NVIDIA's industry-leading H100 Tensor Core GPUs have set new records in the latest industry-standard tests, flexing their AI GPU muscle in the latest MLPerf industry benchmarks.

The NVIDIA Eos AI supercomputer packs an incredible 10,752 NVIDIA H100 Tensor Core GPUs and NVIDIA's Quantum-2 InfiniBand networking, which has just completed a training benchmark based on the GPT-3 model with 175 billion parameters trained on 1 billion tokens in just 3.9 minutes. It might not sound like much, but that's nearly 3x faster than the previous world record that NVIDIA set with 10.9 minutes. That's a full 7 minutes shaved off.
The MLPerf benchmark uses a part of the full GPT-3 data set that powers the super-popular ChatGPT service, with NVIDIA teasing its Eos AI supercomputer could train in just 8 days, which is a mind-blowing 73x faster than the previous state-of-the-art system powered by 512 NVIDIA A100 GPUs. The huge speed-up in training time means reduced costs, energy savings, and super-speeds the time-to-market for companies using NVIDIA H100 AI GPUs for their AI products.
NVIDIA talks about new generative AI tests powered by 1024 NVIDIA H100 GPUs that completed a training benchmark based on the Stable Diffusion text-to-image model in just 2.5 minutes, which sets a "high bar" on this new workload, according to NVIDIA.

Before this new record-setting benchmark, the previous record for MLPerf was powered by 3584 NVIDIA H100 AI GPUs, while the new record uses way more AI silicon with 10,752 NVIDIA H100 GPUs, a 3x increase in H100 AI GPUs. That 3x increase in GPU numbers delivers a 2.8x scaling in performance and a 93% efficiency rate, which NVIDIA says is also thanks partly to software optimizations.
Efficient scaling is very important for generative AI because LLMs (large language models) are growing by an order of magnitude every year, whereas NVIDIA is the only company in the world with AI GPUs that are up to the task of meeting the insatiable AI GPU demand.
The new world-record MLPerf benchmark is thanks to a full-stack platform of innovators in accelerators, systems and software that both NVIDIA's Eos AI supercomputer and Microsoft Azure used in the latest round. Microsoft's new Azure supercomputer is also powered by the same number of AI hardware, with 10,752 NVIDIA H100 AI GPUs inside.

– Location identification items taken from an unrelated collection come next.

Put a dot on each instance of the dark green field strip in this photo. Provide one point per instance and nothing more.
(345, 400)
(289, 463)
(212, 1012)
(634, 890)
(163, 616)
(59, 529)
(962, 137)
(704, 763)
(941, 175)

Now that NVIDIA has two identical H100 AI GPU deployments in the 10,752 GPU milestone, they can look at both of the new 10,752 H100 AI GPUs in either system with MLPerf Training GPT-3 175B. The NVIDIA Eos AI supercomputer hits 3.9 seconds, while the Microsoft Azure ND H100 v5 AI supercomputer is just 0.1 seconds behind at 4.0 seconds. 10.9 seconds for the 3584 H100 AI GPUs, remember.
NVIDIA also set new records in this round, in addition to making advances in generative AI. The company says that H100 GPUs were 1.6x faster than the prior-round training recommender models widely employed to help users find what they're looking for online. RetinaNet, a computer vision model, is up to 1.8x faster now. These increases are thanks to a combination of advances in software and scaled-up hardware.

NVIDIA also points out something important: they were the only company to run all MLPerf tests, with the H100 GPUs used in the fastest performance and the greatest scaling in each of the 9 benchmarks run. Impressive for NVIDIA, and something they should be very proud of indeed.
There were 11 system makers that were using the NVIDIA AI platforms in their submissions this time around, with ASUS, Dell Technologies, Fujitsu, GIGABYTE, Lenovo, QCT, and Supermicro. These companies use the MLPerf benchmark because they know it's a valuable tool for customers evaluating AI platforms and vendors.